Four More EPMM Flaws Patched
Ivanti simultaneously fixed four additional high-severity vulnerabilities in EPMM:
- CVE-2026-5786 (CVSS 8.9) - Enables attackers to gain admin access
- CVE-2026-5787 (CVSS 8.2) - Allows impersonation of registered Sentry hosts to obtain CA-signed client certificates
- CVE-2026-5788 (CVSS 7.5) - Permits invocation of arbitrary methods
- CVE-2026-7821 (CVSS 7.0) - Exposes access to restricted information
Ivanti says there's no evidence these four are being exploited in the wild—yet.
Only On-Premises Deployments Affected
The silver lining: this batch of vulnerabilities only affects on-premises EPMM installations. Ivanti Neurons for MDM (the cloud-based offering), Ivanti EPM, Ivanti Sentry, and other products remain unaffected.
This pattern mirrors what we've seen with other Palo Alto zero-days and similar enterprise software—on-prem deployments consistently lag in patching, making them attractive targets for both opportunistic and targeted attacks.
Why This Matters
Ivanti products have been under sustained pressure from attackers over the past two years. The company's VPN appliances, cloud services, and now mobile device management platforms have all seen active exploitation of zero-days. For organizations running EPMM on-premises, this should trigger an immediate patching cycle.

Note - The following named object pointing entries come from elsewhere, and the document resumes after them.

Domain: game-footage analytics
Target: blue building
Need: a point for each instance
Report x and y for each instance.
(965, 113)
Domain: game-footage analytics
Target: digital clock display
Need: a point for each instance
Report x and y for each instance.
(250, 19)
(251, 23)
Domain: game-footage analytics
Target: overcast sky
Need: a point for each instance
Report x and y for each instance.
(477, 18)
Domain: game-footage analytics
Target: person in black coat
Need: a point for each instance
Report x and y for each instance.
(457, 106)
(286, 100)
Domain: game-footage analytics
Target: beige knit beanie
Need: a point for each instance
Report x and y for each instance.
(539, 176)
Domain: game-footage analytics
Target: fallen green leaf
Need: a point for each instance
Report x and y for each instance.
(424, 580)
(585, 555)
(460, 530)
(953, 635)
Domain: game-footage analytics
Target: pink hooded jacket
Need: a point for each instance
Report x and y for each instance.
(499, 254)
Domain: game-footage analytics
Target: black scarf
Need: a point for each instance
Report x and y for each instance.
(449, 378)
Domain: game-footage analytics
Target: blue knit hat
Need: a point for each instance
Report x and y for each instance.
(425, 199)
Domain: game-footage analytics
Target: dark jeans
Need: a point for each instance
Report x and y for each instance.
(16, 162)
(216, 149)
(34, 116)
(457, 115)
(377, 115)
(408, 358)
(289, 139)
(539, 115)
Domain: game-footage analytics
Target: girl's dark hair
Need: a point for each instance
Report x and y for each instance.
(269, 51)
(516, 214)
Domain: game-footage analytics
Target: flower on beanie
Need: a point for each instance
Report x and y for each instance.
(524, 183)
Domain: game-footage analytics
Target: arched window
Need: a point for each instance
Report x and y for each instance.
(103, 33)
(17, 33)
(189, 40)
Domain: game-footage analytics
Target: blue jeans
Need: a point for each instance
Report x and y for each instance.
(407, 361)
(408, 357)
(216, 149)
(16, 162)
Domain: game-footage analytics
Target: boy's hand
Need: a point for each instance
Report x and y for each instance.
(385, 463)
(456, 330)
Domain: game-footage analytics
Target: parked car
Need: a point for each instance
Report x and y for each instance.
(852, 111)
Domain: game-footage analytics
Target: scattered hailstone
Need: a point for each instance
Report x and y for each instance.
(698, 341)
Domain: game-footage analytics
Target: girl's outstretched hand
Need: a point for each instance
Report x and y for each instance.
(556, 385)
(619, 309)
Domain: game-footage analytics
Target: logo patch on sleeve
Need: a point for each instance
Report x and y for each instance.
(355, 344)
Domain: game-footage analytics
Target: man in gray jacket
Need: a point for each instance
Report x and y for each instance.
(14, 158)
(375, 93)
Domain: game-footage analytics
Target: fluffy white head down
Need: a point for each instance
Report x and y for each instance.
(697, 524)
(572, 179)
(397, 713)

The two-day CISA deadline is unusually aggressive, reflecting the agency's assessment that exploitation will scale rapidly. Mobile device management platforms are particularly sensitive targets—they hold the keys to every enrolled device in your organization.
Recommended Actions
- Patch immediately - Upgrade to EPMM versions 12.6.1.1, 12.7.0.1, or 12.8.0.1
- Rotate admin credentials - If you haven't done so since January, now is the time
- Audit admin account activity - Look for anomalous logins or configuration changes
- Review MDM enrollment logs - Check for unauthorized device enrollments
- Monitor for IOCs - Watch for unusual outbound connections from EPMM servers
Organizations still running legacy mobile device management platforms should consider this another data point in the migration decision. Cloud-based MDM eliminates the patching burden—and the exposure window—that makes on-prem deployments attractive targets.